However, eschewing any sort of Steptoe connotations, Sarafian has embarked on a project that is innovative, forward-thinking and community-centered.
The student at The Cass Faculty of Art, Architecture and Design at London Metropolitan University has created a mobile aluminum foundry, for the purpose of transforming scrap metal into new objects, as part of his drive to celebrate the industrial history of Tottenham in north London and bring a sense of community to the area.
Since the 2011 riots which began in the area, it’s been rather unfairly tarnished with something of an unsavoury reputation.
‘Tottenham is a rapidly changing borough, with a rich manufacturing heritage, but current regeneration plans are failing to recognise the civic power of industry’, says Sarafian.

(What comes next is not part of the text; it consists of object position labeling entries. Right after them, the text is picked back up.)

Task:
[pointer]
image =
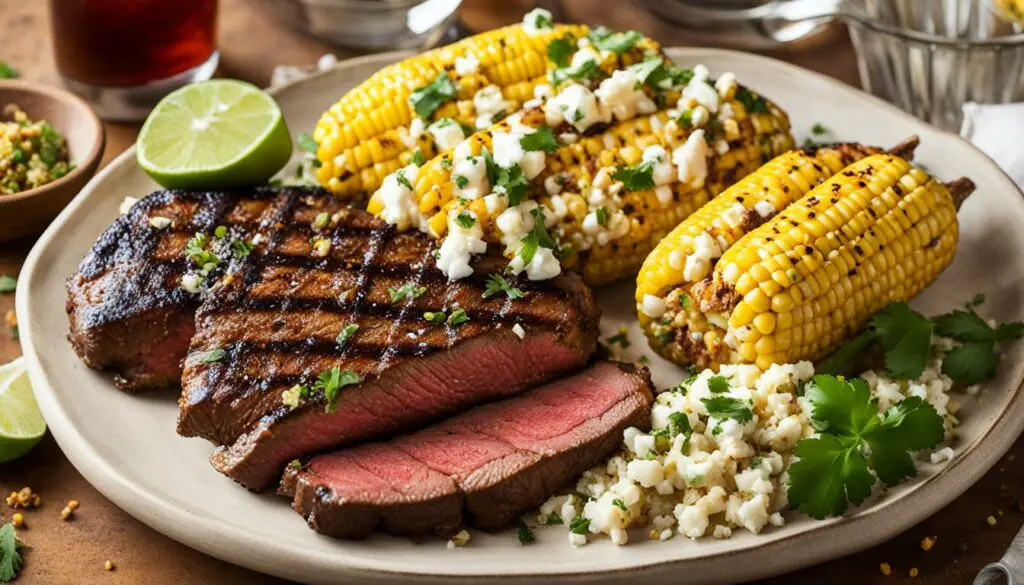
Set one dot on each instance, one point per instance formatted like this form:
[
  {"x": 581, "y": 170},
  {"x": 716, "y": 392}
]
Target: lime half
[
  {"x": 22, "y": 424},
  {"x": 215, "y": 133}
]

‘The idea is that there’s a lot to be learned from industry. In Tottenham particularly it’s dying out, but having industry in areas is great, as it deals with a lot of things like community identity and craftsmanship. A lot of industrial processes are quite beautiful, so I wanted to open them up and expose them.’
Since the beginning of the project Sarafian has organised a number of ‘exchange’ days with various groups in the Tottenham community, such as at the Holy Trinity church, where people brought along their scrap aluminium to be turned into little objects ‘live’.
He explains, ‘It’s doing something physical to demonstrate the idea of the project having a positive sense with an urban area, and getting people interested in industry again.
‘Back when areas were industrial, it was a natural network where you developed social and physical idea of place and identity, but now networking has become a digital affair’.
The objects formed through Sarafian’s rather DIY smelting device are more tokens of the process, rather than finished pieces, he says. ‘They’re more about engaging people with how something’s made, rather than how it looks at the end’, Sarafian explains.
‘They’re more like objects of power, so they can mean different things. It could be an objects that quite symbolic for one person, like a key, or something that physically represents a place’.
For example, a local fried chicken shop owner asked for a tool that allows him to easily turn chicken, but with an extra long arm that keeps him at a safer distance from heat and oil.
‘Rather than simply buying the next best thing from a far-away supplier, the funny cooking tong could be cast for the owner on-site with the mobile foundry, and then they learn something about smelting’, Sarafian says, ‘[Objects like that] create a place-based vernacular – it’s a community growing through something as simple as aluminium casting’.
Going forward, Sarafian says he is hoping to stage an intervention soon at a local bus garage in Tottenham Hale, ’a unique site that is central to an interesting mixture of civic groups’.
He says, ‘The internal space of the warehouse will be temporarily transformed into a working foundry, but it will include a public space that combines both the network of the buses and the neighbouring communities. Like the cart, it will facilitate inter-community activity.’